Остановились в Бронницах. Писатель повел нас к церкви, показал нам могилу Пущина, повздыхали все, глядя на российскую красоту, обделанную (мочой) со всех сторон.

Писатель. Обратите внимание, какая неповторимая красота, сколько церквей, соборов, часовенок стояло по деревням, селам, и нигде похожей нельзя было встретить. И ведь на народные средства, на общинные деньги делалось это, а сейчас – клубы, говорят, заменяют церкви, да разве можно сравнить эту неповторимость со штампованными проектами типовых клубов, без своей изюминки, без своей привлекательности, холодные, неуютные, везде одинаковые… Неужели перевелись на Руси мастера, которые из этого материала на эти же средства по своему вкусу, по своему разумению, могли поставить дворец? Нет, тратят деньги, материалы на безликие сараи. Раньше мастер имя свое вписывал в свое дело, а теперь он его стороной объезжает.

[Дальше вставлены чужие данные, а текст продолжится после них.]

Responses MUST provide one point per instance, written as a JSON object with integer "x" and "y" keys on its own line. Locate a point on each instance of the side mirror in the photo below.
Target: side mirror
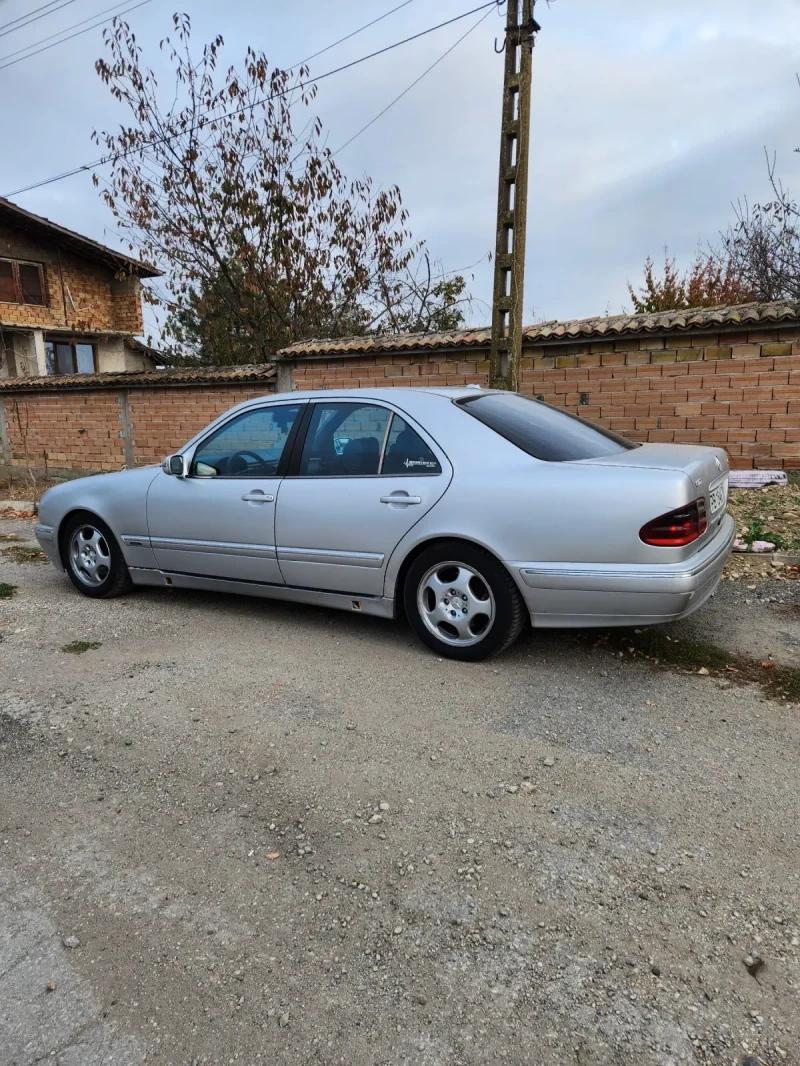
{"x": 175, "y": 465}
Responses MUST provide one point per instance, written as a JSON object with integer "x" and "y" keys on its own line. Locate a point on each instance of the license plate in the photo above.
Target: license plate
{"x": 718, "y": 497}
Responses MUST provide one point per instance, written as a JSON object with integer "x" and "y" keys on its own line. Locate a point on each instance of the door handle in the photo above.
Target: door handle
{"x": 401, "y": 498}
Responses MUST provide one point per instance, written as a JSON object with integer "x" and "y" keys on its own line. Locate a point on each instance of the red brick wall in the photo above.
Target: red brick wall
{"x": 101, "y": 302}
{"x": 737, "y": 390}
{"x": 70, "y": 430}
{"x": 162, "y": 420}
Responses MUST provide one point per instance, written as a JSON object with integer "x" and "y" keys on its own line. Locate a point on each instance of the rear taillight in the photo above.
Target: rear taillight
{"x": 676, "y": 528}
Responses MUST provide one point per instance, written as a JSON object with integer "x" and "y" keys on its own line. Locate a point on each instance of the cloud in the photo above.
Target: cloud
{"x": 648, "y": 119}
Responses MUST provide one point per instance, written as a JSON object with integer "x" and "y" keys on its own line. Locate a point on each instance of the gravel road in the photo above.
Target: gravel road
{"x": 241, "y": 832}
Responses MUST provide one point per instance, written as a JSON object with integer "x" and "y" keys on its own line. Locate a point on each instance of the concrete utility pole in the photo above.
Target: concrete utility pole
{"x": 512, "y": 198}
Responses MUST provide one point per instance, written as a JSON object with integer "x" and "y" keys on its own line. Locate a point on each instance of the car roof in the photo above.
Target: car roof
{"x": 452, "y": 392}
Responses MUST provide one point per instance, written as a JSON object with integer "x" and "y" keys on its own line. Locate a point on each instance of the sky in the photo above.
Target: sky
{"x": 650, "y": 117}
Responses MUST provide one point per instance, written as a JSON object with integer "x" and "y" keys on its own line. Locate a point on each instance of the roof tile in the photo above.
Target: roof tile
{"x": 138, "y": 378}
{"x": 787, "y": 310}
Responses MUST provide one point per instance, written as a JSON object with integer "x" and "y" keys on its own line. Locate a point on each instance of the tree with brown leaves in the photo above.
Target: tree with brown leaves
{"x": 262, "y": 239}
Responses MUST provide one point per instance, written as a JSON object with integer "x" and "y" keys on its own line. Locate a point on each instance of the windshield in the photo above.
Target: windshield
{"x": 543, "y": 431}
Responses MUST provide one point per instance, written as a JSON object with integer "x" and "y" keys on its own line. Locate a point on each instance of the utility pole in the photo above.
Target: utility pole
{"x": 512, "y": 198}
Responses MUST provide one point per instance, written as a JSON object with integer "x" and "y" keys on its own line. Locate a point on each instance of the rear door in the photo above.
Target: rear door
{"x": 365, "y": 475}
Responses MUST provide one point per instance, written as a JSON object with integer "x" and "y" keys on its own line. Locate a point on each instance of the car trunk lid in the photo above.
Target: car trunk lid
{"x": 705, "y": 468}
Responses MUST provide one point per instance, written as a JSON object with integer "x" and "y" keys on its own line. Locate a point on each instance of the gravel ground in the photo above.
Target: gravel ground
{"x": 241, "y": 832}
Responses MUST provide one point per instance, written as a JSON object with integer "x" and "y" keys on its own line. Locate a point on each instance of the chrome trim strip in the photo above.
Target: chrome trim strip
{"x": 369, "y": 559}
{"x": 380, "y": 606}
{"x": 213, "y": 547}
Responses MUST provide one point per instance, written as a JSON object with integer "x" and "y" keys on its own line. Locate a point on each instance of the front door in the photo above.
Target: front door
{"x": 366, "y": 477}
{"x": 220, "y": 520}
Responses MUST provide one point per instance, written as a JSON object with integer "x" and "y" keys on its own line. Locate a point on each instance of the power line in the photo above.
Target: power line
{"x": 123, "y": 2}
{"x": 30, "y": 54}
{"x": 415, "y": 82}
{"x": 353, "y": 34}
{"x": 29, "y": 19}
{"x": 250, "y": 107}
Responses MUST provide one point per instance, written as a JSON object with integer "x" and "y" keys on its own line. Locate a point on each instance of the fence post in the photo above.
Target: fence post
{"x": 126, "y": 432}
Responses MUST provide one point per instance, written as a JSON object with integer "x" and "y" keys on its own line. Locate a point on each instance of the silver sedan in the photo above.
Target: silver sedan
{"x": 468, "y": 510}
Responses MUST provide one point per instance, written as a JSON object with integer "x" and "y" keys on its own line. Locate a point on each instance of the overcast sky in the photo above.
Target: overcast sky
{"x": 649, "y": 118}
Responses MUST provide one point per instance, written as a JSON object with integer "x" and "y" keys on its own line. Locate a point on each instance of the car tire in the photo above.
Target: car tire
{"x": 462, "y": 602}
{"x": 93, "y": 560}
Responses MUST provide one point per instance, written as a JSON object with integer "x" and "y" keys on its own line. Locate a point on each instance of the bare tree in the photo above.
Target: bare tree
{"x": 763, "y": 244}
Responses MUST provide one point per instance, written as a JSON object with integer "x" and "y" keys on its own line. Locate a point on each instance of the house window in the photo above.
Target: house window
{"x": 21, "y": 283}
{"x": 69, "y": 357}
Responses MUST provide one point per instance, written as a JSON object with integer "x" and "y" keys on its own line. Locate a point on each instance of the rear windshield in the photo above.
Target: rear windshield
{"x": 542, "y": 431}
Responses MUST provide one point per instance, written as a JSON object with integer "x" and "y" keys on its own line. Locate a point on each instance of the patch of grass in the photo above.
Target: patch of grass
{"x": 78, "y": 647}
{"x": 21, "y": 553}
{"x": 658, "y": 647}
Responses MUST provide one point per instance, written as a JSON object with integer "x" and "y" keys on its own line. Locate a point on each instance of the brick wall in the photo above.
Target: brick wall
{"x": 101, "y": 302}
{"x": 105, "y": 429}
{"x": 737, "y": 390}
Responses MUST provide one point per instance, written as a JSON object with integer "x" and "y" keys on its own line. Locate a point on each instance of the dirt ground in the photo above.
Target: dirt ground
{"x": 242, "y": 832}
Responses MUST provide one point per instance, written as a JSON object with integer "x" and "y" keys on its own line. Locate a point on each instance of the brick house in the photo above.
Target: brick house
{"x": 67, "y": 304}
{"x": 728, "y": 376}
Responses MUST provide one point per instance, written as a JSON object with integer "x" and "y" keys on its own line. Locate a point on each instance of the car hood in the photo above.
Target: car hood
{"x": 694, "y": 461}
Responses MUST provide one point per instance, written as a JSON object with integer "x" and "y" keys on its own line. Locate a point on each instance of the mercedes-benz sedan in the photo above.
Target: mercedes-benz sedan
{"x": 468, "y": 510}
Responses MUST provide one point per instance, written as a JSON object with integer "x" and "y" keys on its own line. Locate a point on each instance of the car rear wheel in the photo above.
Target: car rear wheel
{"x": 93, "y": 560}
{"x": 462, "y": 601}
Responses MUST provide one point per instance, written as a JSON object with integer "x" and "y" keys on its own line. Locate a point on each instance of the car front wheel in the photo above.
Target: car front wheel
{"x": 462, "y": 601}
{"x": 93, "y": 559}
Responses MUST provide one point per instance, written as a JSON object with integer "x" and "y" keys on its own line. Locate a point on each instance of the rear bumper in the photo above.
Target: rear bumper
{"x": 623, "y": 594}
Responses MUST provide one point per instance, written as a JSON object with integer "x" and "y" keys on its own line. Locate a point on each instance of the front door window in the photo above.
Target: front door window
{"x": 250, "y": 446}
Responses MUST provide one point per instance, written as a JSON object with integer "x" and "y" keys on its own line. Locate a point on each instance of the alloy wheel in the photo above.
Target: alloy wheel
{"x": 456, "y": 603}
{"x": 90, "y": 555}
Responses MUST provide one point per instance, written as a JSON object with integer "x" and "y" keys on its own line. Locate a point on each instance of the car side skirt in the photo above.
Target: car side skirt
{"x": 379, "y": 606}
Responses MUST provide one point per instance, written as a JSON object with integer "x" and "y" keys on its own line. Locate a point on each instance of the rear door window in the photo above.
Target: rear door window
{"x": 406, "y": 452}
{"x": 345, "y": 439}
{"x": 542, "y": 431}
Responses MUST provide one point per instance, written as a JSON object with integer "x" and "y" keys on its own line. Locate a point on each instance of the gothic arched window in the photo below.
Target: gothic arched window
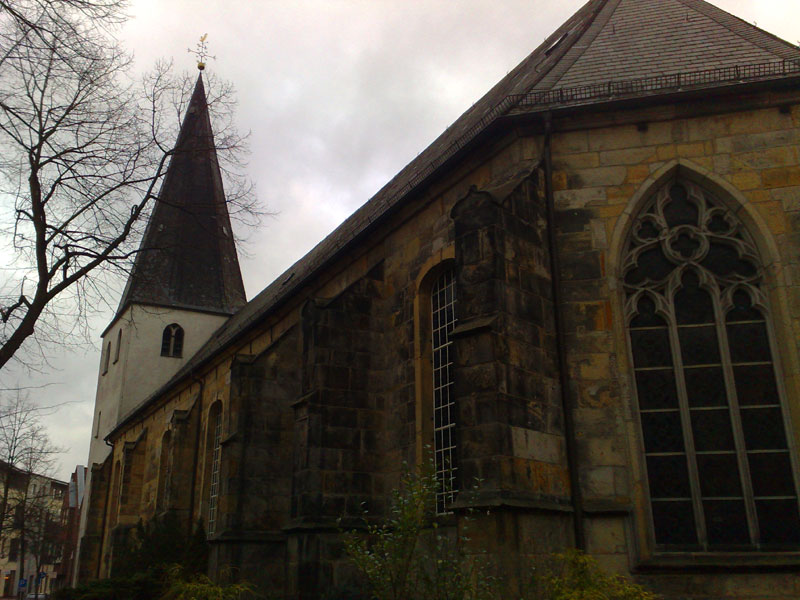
{"x": 443, "y": 318}
{"x": 719, "y": 465}
{"x": 172, "y": 341}
{"x": 214, "y": 455}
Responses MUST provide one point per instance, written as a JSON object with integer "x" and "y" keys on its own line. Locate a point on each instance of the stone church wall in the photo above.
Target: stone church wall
{"x": 325, "y": 400}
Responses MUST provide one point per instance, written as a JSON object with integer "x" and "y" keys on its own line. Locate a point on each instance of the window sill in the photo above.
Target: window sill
{"x": 720, "y": 561}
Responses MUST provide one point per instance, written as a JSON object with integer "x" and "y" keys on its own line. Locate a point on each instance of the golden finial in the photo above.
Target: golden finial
{"x": 201, "y": 52}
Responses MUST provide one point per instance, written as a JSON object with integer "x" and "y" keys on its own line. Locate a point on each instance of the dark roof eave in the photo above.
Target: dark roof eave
{"x": 493, "y": 128}
{"x": 660, "y": 97}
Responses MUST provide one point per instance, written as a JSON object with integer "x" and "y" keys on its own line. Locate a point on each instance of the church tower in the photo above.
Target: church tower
{"x": 185, "y": 281}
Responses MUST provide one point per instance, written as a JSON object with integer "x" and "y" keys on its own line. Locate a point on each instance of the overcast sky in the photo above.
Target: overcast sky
{"x": 338, "y": 96}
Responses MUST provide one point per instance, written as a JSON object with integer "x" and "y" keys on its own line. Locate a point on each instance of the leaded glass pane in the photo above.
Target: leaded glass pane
{"x": 719, "y": 475}
{"x": 771, "y": 473}
{"x": 755, "y": 384}
{"x": 662, "y": 432}
{"x": 779, "y": 522}
{"x": 726, "y": 523}
{"x": 712, "y": 429}
{"x": 705, "y": 386}
{"x": 699, "y": 345}
{"x": 669, "y": 476}
{"x": 692, "y": 304}
{"x": 763, "y": 428}
{"x": 673, "y": 522}
{"x": 656, "y": 389}
{"x": 651, "y": 348}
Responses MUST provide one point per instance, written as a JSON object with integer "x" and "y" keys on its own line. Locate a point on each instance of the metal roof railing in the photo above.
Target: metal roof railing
{"x": 660, "y": 83}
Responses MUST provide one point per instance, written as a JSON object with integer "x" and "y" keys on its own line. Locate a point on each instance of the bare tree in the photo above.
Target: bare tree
{"x": 82, "y": 152}
{"x": 28, "y": 508}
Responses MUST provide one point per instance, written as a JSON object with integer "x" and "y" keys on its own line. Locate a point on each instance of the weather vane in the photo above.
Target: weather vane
{"x": 201, "y": 52}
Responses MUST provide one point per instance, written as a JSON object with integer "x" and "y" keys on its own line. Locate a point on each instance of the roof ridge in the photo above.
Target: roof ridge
{"x": 714, "y": 12}
{"x": 593, "y": 27}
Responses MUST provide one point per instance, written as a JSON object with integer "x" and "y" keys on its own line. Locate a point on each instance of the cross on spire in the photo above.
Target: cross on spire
{"x": 201, "y": 52}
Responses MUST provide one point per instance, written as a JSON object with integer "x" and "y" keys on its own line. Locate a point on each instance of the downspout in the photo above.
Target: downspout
{"x": 198, "y": 432}
{"x": 561, "y": 351}
{"x": 105, "y": 512}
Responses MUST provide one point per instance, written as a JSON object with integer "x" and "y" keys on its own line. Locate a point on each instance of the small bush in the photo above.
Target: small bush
{"x": 572, "y": 575}
{"x": 409, "y": 556}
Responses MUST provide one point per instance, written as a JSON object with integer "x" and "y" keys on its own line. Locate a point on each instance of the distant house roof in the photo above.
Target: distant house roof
{"x": 187, "y": 257}
{"x": 642, "y": 47}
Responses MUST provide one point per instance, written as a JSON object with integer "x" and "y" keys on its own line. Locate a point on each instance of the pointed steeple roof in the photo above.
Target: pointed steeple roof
{"x": 187, "y": 258}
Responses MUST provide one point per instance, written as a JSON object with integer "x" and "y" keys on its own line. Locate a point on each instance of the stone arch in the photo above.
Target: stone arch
{"x": 728, "y": 194}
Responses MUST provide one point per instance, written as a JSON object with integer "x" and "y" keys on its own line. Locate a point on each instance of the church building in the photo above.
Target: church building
{"x": 584, "y": 296}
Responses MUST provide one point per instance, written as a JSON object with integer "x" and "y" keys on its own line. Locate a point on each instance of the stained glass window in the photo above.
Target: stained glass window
{"x": 215, "y": 428}
{"x": 443, "y": 303}
{"x": 719, "y": 467}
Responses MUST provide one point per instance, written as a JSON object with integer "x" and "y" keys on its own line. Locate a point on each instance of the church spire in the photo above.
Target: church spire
{"x": 187, "y": 258}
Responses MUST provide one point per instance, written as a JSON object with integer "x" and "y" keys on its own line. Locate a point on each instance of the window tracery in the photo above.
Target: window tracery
{"x": 717, "y": 456}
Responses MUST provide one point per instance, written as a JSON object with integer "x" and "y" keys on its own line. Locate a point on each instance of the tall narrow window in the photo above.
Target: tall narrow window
{"x": 443, "y": 303}
{"x": 215, "y": 429}
{"x": 719, "y": 468}
{"x": 172, "y": 341}
{"x": 165, "y": 471}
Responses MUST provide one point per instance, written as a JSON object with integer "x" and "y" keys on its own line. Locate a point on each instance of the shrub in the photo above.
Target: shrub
{"x": 410, "y": 556}
{"x": 572, "y": 575}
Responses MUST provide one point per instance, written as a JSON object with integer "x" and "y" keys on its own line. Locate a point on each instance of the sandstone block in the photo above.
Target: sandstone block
{"x": 629, "y": 156}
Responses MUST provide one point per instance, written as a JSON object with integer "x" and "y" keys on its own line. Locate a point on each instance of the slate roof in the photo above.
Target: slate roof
{"x": 187, "y": 257}
{"x": 615, "y": 39}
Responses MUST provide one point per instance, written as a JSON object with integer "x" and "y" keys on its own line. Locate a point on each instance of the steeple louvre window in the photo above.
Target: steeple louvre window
{"x": 443, "y": 304}
{"x": 119, "y": 346}
{"x": 172, "y": 341}
{"x": 720, "y": 469}
{"x": 106, "y": 358}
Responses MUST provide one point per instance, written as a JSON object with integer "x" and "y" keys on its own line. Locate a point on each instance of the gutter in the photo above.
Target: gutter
{"x": 105, "y": 512}
{"x": 196, "y": 457}
{"x": 563, "y": 377}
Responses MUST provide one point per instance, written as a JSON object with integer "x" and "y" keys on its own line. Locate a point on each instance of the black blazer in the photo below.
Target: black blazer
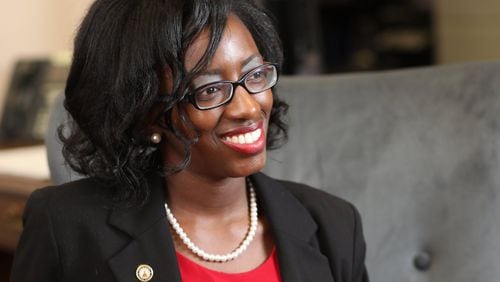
{"x": 72, "y": 233}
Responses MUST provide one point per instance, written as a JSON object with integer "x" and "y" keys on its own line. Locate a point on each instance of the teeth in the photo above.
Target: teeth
{"x": 247, "y": 138}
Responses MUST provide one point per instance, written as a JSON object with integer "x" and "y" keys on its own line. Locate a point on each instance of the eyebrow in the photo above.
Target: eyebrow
{"x": 242, "y": 65}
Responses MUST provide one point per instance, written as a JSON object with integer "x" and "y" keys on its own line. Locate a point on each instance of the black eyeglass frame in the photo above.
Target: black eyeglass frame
{"x": 190, "y": 95}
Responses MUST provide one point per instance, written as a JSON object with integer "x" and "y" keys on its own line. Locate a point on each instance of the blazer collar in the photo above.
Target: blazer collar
{"x": 291, "y": 224}
{"x": 151, "y": 242}
{"x": 293, "y": 230}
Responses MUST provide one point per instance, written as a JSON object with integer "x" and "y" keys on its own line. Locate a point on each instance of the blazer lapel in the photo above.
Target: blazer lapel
{"x": 294, "y": 231}
{"x": 151, "y": 242}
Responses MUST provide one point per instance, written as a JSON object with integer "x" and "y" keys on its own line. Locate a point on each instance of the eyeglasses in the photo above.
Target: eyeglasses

Из Бронниц поехали в колхоз «Борец», что в пяти километрах от тракта. И опять писатель метнулся в сторону:

– Вон, глядите, типовые клоповники понастроили.

– Где, что?

Но мы уже проехали и не видели того, чем возмущался наш маршал.

В усадьбе колхоза нам сказали, что председателя нет, он в Бронницах, отдыхает, вчера закончилось отчетно-перевыборное собрание, на котором его снова избрали председателем:

– Председатель у нас хороший, герой соц. труда, человек уважаемый… Вам надо по Вашему делу к зав. клубом обратиться…

Приехали в клуб. На сцене работники под баян танцевали молдавский танец. Руководила ими Валя, заведующая клубом. Мы представились ей, дескать, артисты, писатель и т. д. Мне хотелось срочно приступить к делу, т. е. доставать колеса, хомуты, косы и прочую необходимую утварь, но писатель сказал:

– Валера, не торопись, успеется, времени у нас хоть отбавляй.

Мы сели в комнате отдыха, обставленной подарками пионерских организаций многих стран, и стали беседовать. Закурили. Не буду записывать весь разговор, к тому же я его и не помню, но ради него, собственно, и начал я эту запись.

Вел разговор Можаев, я сначала удивлялся, зачем он все это выясняет, только потом, спустя несколько дней, прочитав в «Литературке» его статью о сельском строительстве, я понял, какой гвоздь сидел в нем тогда и что его волнует теперь. Основной вопрос состоял в том: почему молодежь бежит в город? И заработок хороший, и клуб замечательный, а молодежь уходит из села, в чем дело?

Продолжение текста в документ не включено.